16.30 uur. "Daar heb je Meurs!". "Ha Ron!. Waar bleef je nu man?. We hebben op je gewacht". Ron meldt trots dat hij alleen zeer copieus heeft ontbeten. Hij gaat met een paar man weg, om een paasprocessie te gaan bekijken (een echte). De rest vindt dat je ook vanaf het terras een uitstekend beeld van Malta hebt, en blijft potten rukken op het terras.

Om 18.00 wordt er een einde gemaakt aan de sessie. "Laten we ook maar naar die paasprocessie gaan. Beetje zonde om de hele toeristische dag te gaan zitten zuipen". Met een hobbelende oude bus wordt Valetta bereikt. "Wat waren die triathlonners trouwens een sukkels". "Eigenlijk zijn wij ook triathlonners: vijf uur peren, half uurtje meuren in de bus, vijf uur peren". In Valetta (wel mooi trouwens: kleine straatjes, hoge oude huizen, gele natuurlijk) stappen we uit, lopen een straat in en kijk, een hoop mensen bij een kerk. Ja hoor, binnen twee minuten stuiten we op een paasprocessie. Onder grote publieke belangstelling wordt door een hoop verklede mensen de hele inventaris van de kerk naar buiten gedragen. Daarna gaat men aan de wandel en slaat een straat in.
Wij besluiten de processie niet te volgen maar duiken een kleine pub in om deze tien minuten cultuurpracht en praal op ons in te laten werken. De TV staat op Baywatch en we bestellen een taxi naar Saint Julian. De Baljo zit even stuk. "Ach Jezus, nee toch!" schrikt hij als er weer een dubbele rij potten op tafel wordt gezet. "Ja, die taxi komt over tien minuten, dus we hebben gelijk dubbel besteld".

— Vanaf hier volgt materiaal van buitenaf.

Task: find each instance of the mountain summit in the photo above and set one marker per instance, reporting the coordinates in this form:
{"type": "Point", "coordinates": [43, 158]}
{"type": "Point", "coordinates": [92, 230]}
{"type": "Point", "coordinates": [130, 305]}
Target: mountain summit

Het taxibusje is er. De laatste slokken worden met moeite naar binnen gegoten. U kent het wel: je bent nog niet lam, maar zit gewoon tot aan je keel vol bier. Loos gaat naast de chauffeur zitten. De man rijdt weg en Loos begint weer af te dingen. "Nononono that's too much". Hij noemt een bedrag dat ongeveer de helft is van de taxibaf. Deze trapt daarop zo hard op zijn rem dat we met vierkante banden verder gaan, waarop Loos wederom door medepassagiers wordt gemaand zijn bek te houden. Het is een jolige boel in de bus, daar heeft de biermarathon wel voor gezorgd. "Kijk daar, een oud fort". "Is dat zo bijzonder?. We zitten zelf in een oude Ford".


We vragen de baf of hij een gezellige "veel proppen voor weinig" eettent kent in de stad. Hierop rijdt hij langs wat restaurants. Op een gegeven moment stapt hij uit om te kijken of er plaats is. Op aandrang van zijn medepassagiers klimt Ordonnans Loos achter het stuur. Loos start, schakelt en daar gaan we de straat uit. Even een blokje om. Loos heeft hem net weer geparkeerd als de Baf hevig ongerust aan komt rennen. De opluchting dat zijn bus nog heel is, wint het van zijn woede, vooral als Loos meldt: "It was blocking the traffic, so we parked it for you". Gemakshalve wordt het blokje om niet vermeld.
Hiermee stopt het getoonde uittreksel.